Bo Doï N° 54 (Juillet 2002)
de Damien Perez

Un Bo Doï parfaitement Innommable en ce mois de juillet, puisque le mensuel a le bon goût de recevoir Yann, scénariste prolifique, auquel on doit non seulement, excusez du peu, Pin Up, Le premier Sambre mais aussi Spoon and White et… les Innommables. Cette grande saga délirante narrant les tribulations d’une intrépide brochette d’aventuriers exotiques, souffre, on le sait, d’un discrédit d’image que lui confère une ligne scénaristique en montagnes russes. C’est bien simple, cette belle dizaine d’albums a été plus couturée, dégraissée, retapée qu’une bimbo californienne. Intégrales retouchées. Albums comportant plusieurs fins différentes. Rééditions redessinées par salves. Livres objet aux couvertures phosphorescentes ou nauséabondes. Planches à peine numérotées. Couvertures différentes à chaque réédition. Un véritable cauchemar pour l’amateur comme pour le collectionneur.

Yann lui-même en est clairement conscient.
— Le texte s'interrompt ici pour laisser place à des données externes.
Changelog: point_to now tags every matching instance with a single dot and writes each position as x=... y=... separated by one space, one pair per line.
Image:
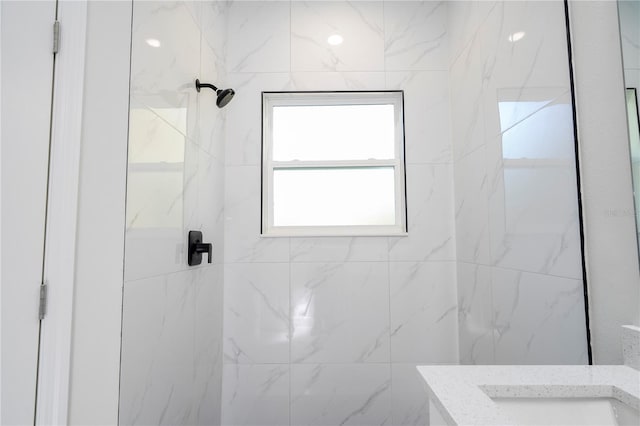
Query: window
x=333 y=163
Les Innommables, on aime ou on aime pas. Et puisque les éditions Dargaud profitent de la sortie du tome 10 (« A l’est de Roswell » dessin de Conrad) pour proposer les neuf premiers tomes dans une maquette unifiée servie par une intrigue réputée cette fois cohérente, l’entretien accordé à Jean-Pierre Fueri pour ce numéro 54 se devait de faire le point sur « les sujets qui fâchent ». Se devait.
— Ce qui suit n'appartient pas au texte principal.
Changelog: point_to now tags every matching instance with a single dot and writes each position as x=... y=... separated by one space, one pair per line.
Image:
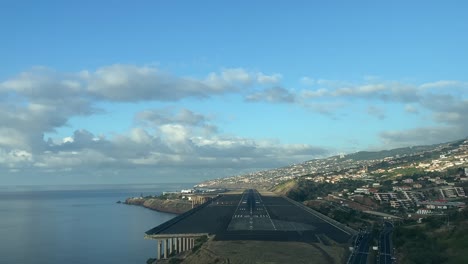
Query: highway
x=253 y=216
x=361 y=249
x=385 y=244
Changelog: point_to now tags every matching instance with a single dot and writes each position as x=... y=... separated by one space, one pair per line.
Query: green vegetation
x=434 y=241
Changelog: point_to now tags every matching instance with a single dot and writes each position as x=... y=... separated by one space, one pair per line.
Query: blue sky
x=158 y=91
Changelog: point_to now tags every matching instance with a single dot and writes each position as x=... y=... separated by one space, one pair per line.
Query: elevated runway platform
x=252 y=216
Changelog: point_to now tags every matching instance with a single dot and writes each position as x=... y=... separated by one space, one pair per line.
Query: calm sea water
x=77 y=224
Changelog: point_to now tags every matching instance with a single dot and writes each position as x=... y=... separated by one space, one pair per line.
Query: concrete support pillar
x=170 y=245
x=158 y=256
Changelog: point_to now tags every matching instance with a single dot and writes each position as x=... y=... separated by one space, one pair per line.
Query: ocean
x=77 y=224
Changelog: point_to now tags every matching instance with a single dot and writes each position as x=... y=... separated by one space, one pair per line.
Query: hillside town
x=424 y=182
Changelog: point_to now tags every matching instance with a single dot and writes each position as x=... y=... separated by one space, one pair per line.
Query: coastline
x=172 y=206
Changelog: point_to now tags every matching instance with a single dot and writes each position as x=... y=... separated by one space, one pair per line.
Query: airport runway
x=252 y=216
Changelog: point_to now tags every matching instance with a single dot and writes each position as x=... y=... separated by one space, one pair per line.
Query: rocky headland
x=173 y=206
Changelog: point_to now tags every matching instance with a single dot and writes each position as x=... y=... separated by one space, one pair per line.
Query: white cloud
x=272 y=95
x=307 y=81
x=268 y=79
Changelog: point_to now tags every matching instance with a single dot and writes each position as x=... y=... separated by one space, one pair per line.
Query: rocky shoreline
x=173 y=206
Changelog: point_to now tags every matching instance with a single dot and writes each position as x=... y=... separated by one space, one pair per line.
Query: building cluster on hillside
x=389 y=185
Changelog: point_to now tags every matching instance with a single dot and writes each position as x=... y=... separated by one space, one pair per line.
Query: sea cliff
x=174 y=206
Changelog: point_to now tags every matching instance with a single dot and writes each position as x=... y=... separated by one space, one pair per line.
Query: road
x=361 y=250
x=385 y=244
Car très honnêtement un constat s’impose à la lecture de cette interview : Yann est un provocateur. Mais ça on le savait. Ce qu’on ignorait par contre c’est qu’il s’est manifestement englué dans son personnage, contraint du coup de faire dans la surenchère, au risque de prendre son lecteur pour une vague entité consommatrice qui de toute façon ne comprend rien à son œuvre. Manifestement ravi de « foutre un bordel pas possible dans la série » depuis dix ans, le scénariste d’Odilon Verjus précise en outre que « les lecteurs des Innommables se divisent en deux camps : ceux qui n’y comprennent rien et ceux qui croient avoir compris. ». A ceux qui critiquent des aménagements fréquents dans l’intrigue, des changements de maquette ou de couverture (3 pour le Crâne du Père Zé) Yann rétorque un commode « Personne ne vous a obligé à les acheter » complété quelques réponses plus loin d’un étonnant « je vous jure que je ne fais pas ça pour l’argent ». Triste.
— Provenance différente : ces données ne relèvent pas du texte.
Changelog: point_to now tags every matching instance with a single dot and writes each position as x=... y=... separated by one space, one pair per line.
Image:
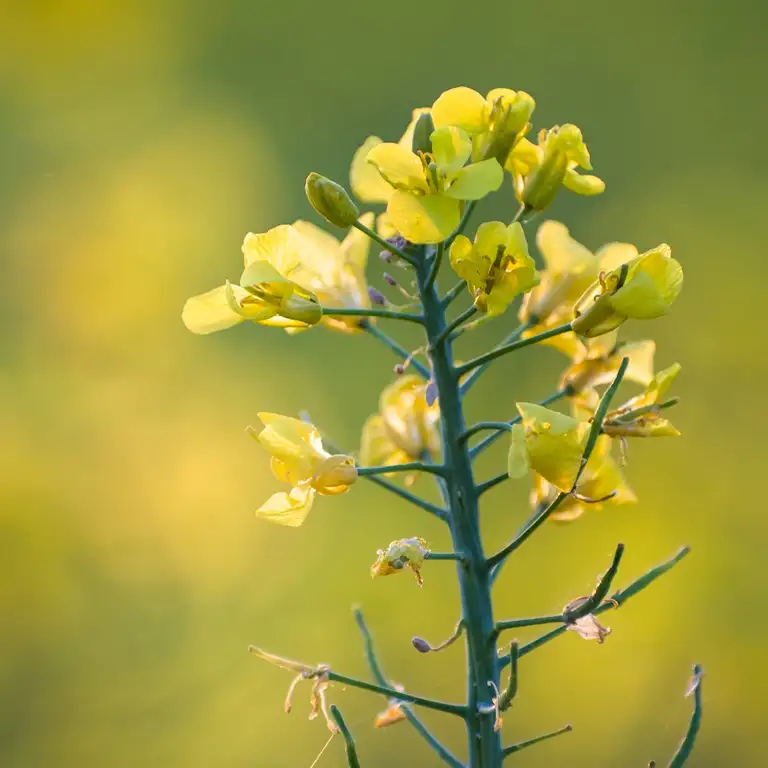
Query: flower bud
x=331 y=200
x=422 y=133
Même s’il n’est pas question ici de critiquer le talent de Yann, ni les refontes de son œuvre qui doivent sans doute autant aux auteurs qu’aux éditeurs successifs de la série, rien de ce qu’on pourra lire dans cette foire à l’ironie ne contribuera à donner l’envie de lire les Innommables, au sujet duquel on ne saurait faire le moindre bémol au risque de passer pour un intellectuel triste, intolérant voire réactionnaire. Ce serait oublier qu’il ne suffit pas toujours de faire dans le déshabillé et le juron paillard pour accoucher d’une vraie et belle série populaire. Il y a du grossier tordant. Et puis il y a le grossier vulgaire. Dont la simple justification semble être de faire plaisir à qui le profère. Et par sa démonstration par trop sur la défensive parfois, Yann tend à prouver que c’est bien dans cette veine qu’il a souhaité inscrire sa série. Dommage.

Avec en outre une interview très instructive - et bien plus posée - de Desberg, où l’on en apprend autant sur le scénariste d’IRS que sur ses confrères dont il se plait à analyser l’œuvre avec parfois beaucoup de justesse, un entretien avec l’inépuisable André-Paul Duchâteau (Ric Hochet), et coté prépublications le début du nouveau Hermann(s), « Manhattan beach 1957 » dont les lecteurs attendront sans doute beaucoup après le demi-succès de « Liens de sang » précédente collaboration entre Hermann père et son fils Yves H, le suite de « Insiders » Tome 1 ( Garreta et Bartoll) et la fin de « El nino » (Boro et Perrissin). Sans compter – bien évidemment – les monceaux habituels de critiques, bruits et rumeurs qui font de Bo Doï l’indispensable de la presse BD.